Editor’s Letter: April 2012

Some years ago, I interviewed a music historian from London for a story on movie soundtracks. By way of introduction, I explained that I was from White Plains, a suburb of New York City.

“Oh, I know White Plains,” he said brightly. “It was the home of Percy Grainger.”

It was indeed the home of Percy Grainger, the Australian-born pianist, composer and arranger who may best be remembered today for his settings of such folk tunes as “Country Gardens” but who was really much more than that. His gabled, brown-shingled house, where he lived from 1921 to ’61, stands amid parking garages and doctors’ offices on Cromwell Place. And there it might sit unheralded save for the plaques from the National Register of Historic Places and the Westchester County Historical Society – and for the persistence of Stewart Manville, a keeper of the flame if there ever was one.

Manville first heard Grainger play in 1941 – the same year he heard another gifted pianist-composer, Sergei Rachmaninoff.
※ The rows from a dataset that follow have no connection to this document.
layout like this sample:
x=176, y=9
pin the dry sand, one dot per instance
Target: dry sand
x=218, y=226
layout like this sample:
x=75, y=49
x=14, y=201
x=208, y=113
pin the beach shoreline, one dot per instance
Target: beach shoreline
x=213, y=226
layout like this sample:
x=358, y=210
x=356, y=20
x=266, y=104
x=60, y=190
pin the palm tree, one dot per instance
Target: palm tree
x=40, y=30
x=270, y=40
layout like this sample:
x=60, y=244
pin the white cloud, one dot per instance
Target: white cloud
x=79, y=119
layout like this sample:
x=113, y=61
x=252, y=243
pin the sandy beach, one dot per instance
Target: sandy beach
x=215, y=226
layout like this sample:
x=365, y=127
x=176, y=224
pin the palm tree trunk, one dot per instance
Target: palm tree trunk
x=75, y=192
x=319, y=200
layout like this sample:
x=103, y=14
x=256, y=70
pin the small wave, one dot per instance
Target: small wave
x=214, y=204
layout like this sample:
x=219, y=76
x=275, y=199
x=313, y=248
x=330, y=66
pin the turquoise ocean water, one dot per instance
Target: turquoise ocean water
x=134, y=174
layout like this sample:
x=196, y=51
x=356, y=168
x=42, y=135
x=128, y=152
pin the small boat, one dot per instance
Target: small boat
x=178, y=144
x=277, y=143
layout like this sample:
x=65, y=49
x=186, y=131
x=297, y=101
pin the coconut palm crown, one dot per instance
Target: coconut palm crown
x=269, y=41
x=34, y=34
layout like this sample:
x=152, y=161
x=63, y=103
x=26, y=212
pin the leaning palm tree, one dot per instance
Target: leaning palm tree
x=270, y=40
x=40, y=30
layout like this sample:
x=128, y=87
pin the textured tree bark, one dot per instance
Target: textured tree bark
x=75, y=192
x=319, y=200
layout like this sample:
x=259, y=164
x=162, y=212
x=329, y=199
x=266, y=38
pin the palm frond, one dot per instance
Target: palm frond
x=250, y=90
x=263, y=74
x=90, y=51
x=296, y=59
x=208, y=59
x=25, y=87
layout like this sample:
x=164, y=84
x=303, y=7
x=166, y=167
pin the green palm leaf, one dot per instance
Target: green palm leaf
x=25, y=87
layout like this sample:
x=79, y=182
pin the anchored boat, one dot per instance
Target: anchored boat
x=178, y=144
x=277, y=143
“They both had an assertive way of playing,” says Manville, adding that Rachmaninoff is buried at Kensico Cemetery in Valhalla. (Manville is the kind of guy who knows literally where all the bodies are buried.)

Grainger – who shared the house first with his mother, Rose, and then with his wife, the artist Ella Ström —  was buried in his native Australia. Through a mutual acquaintance, Manville met Grainger’s widow and began helping her sort through her husband’s things a half-century ago. Eventually, the two married and since her death in 1979, Manville has carried on alone as curator, archivist and guardian of the memory of the man who was his wife’s first husband.

If that’s not love, I don’t know what is.

And that’s what this issue is about, although our theme is ostensibly about living with history in the great public and private houses of WAG country.

But there can be no great house without great love and the great people who provide it, buttressing these places with their bucks, their sweat, their “what was I thinking but I just can’t help it” passion.

In this issue, you’re going to meet a lot of new people, including Waggers “Diva” Debbi O’Shea, who’ll help you shop; Sarah Hodgson, our pet whisperer; and finance goddess Carol E. Curtis, who takes a break from business reporting to poke around WAG country.

But mostly, you’re going to meet people like our cover guy, Moby, who’s also making music with his camera and computer keyboard – writing an architecture blog and restoring his ’20s Hollywood home, which once belonged to Brando.

He and the others you’ll encounter have made a commitment to the past and in so doing, have found a present and a future.